Another interesting concept that emerges from this approach is the ability to implement a pattern known as Command Query Separation Responsibility in which we separate our read model and our write models into separate services. Remember we lamented the internet companies don't have complex domain models. This is evident in their write models being simple (insert a tweet into a distributed log, for example). Their read models, however, are crazy complicated because of their scale. CQRS helps separate these concerns. On the flip side, in an enterprise, the write models might be incredibly complicated whereas the read models may be simple flat select queries and flat DTO objects. CQRS is a powerful separation of concerns pattern to evaluate once you've got proper boundaries and a good way to propagate data changes between aggregates and between bounded contexts.

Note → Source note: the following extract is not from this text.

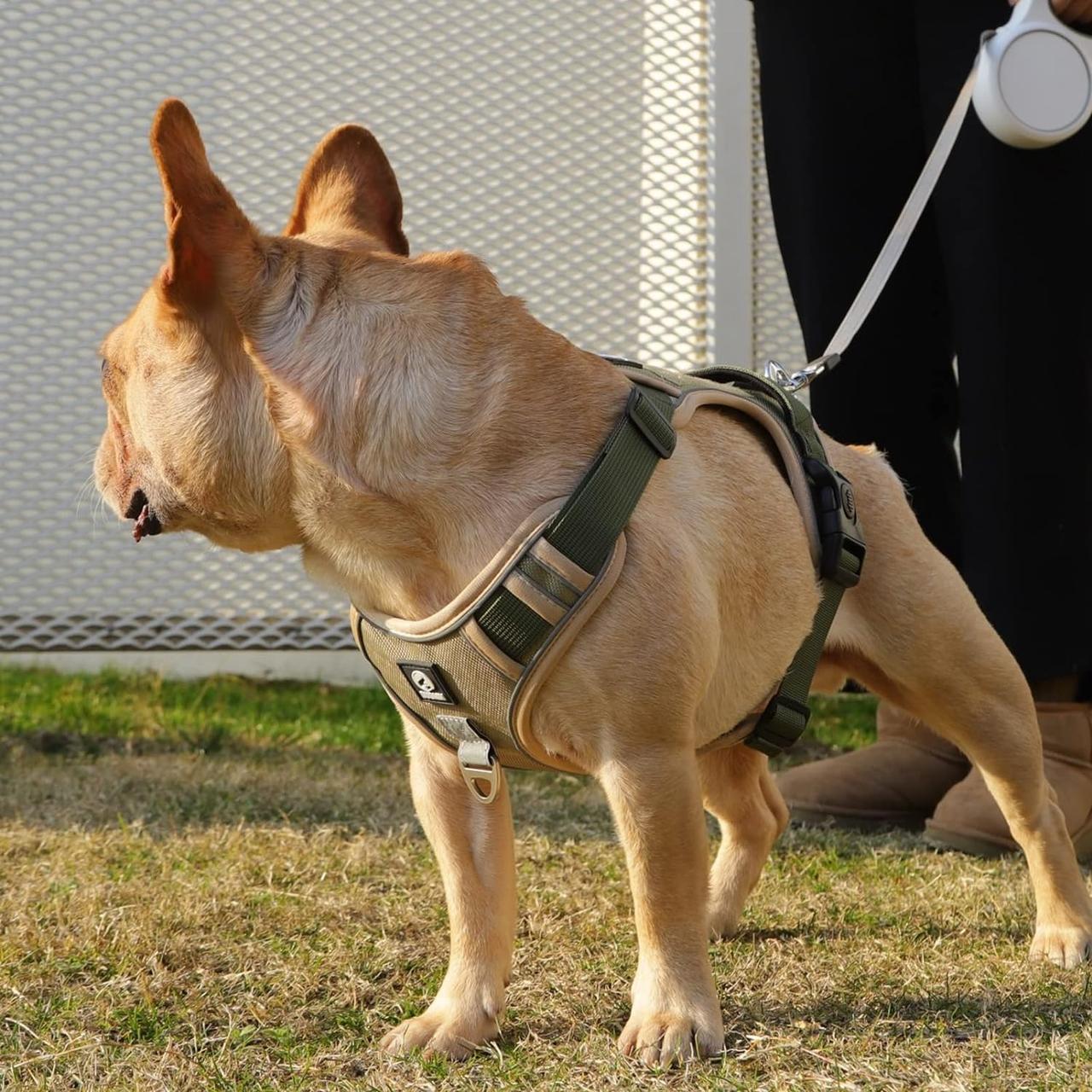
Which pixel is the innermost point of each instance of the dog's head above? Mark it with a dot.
(190, 441)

What about a service that has only one database and doesn't share with any other service? In this scenario, we may have listeners that subscribe to the stream of events and may insert data into a shared database that the primary aggregates might end up using. This "shared database" is perfectly fine. Remember there are no rules, just tradeoffs. In this instance, we may have multiple services working in concert together with the same database, and so long as we (our team) own all the processes, we don't negate any of our advantages of autonomy. Thus, when you hear someone say, "A microservice should have its own database and not share it anyone else," you can respond, "Well, kinda."

What if we just turn the database inside out?

What if we take the concepts in the previous section to its logical extreme? What if we just say we'll use events/streams for everything and also persist these events forever? What if we say databases/caches/indexes are really just materialized views of a persistent log/stream of events that happened in the past, and the current state is a left fold over all of those events?

This approach brings even more benefits that you can add to the benefits of communicating via events (listed above):

Now you can treat your database as a "current state" of record, not the true record.
You can introduce new applications and re-read the past events and examine their behaviors in terms of what would have happened.
You can perfect audit logging for free.
You can introduce new versions of your application and perform exhaustive testing on it by replaying the events.
You can more easily reason about database versioning/upgrades/schema changes by replaying the events into the new database.
You can migrate to completely new database technology (e.g., maybe you find you've outgrown your relational DB and you want to switch to a specialized database/index).

For more information on this, read "Turning the database inside-out with Apache Samza", by Martin Kleppmann.

When you book a flight on aa.com, delta.com, or united.com, you're seeing some of these concepts in action. When you choose a seat, you don't actually get assigned it—you reserve it. When you book your flight, you don't actually have a ticket—you get an email later telling you you've been confirmed/ticketed. Have you ever had a reservation change and been assigned a different seat for the flight? Or been to the gate and heard them ask for volunteers to give up seats because the flight is oversold? These are examples of transactional boundaries, eventual consistency, compensating transactions, and even apologies at work.

Conclusion

Data, data integration, data boundaries, enterprise usage patterns, distributed systems theory, timing, and so on are all the hard parts of microservices (because microservices is really just distributed systems). I'm seeing too much confusion around technology ("If I use Spring Boot I'm doing microservices; I need to solve service discovery, load balancing in the cloud before I can do microservices", "I must have a single database per microservice") and useless rules regarding microservices.

Don't worry. Once the big vendors have sold you all the fancy suites of products, you'll still be left to do the hard parts I've outlined in this article.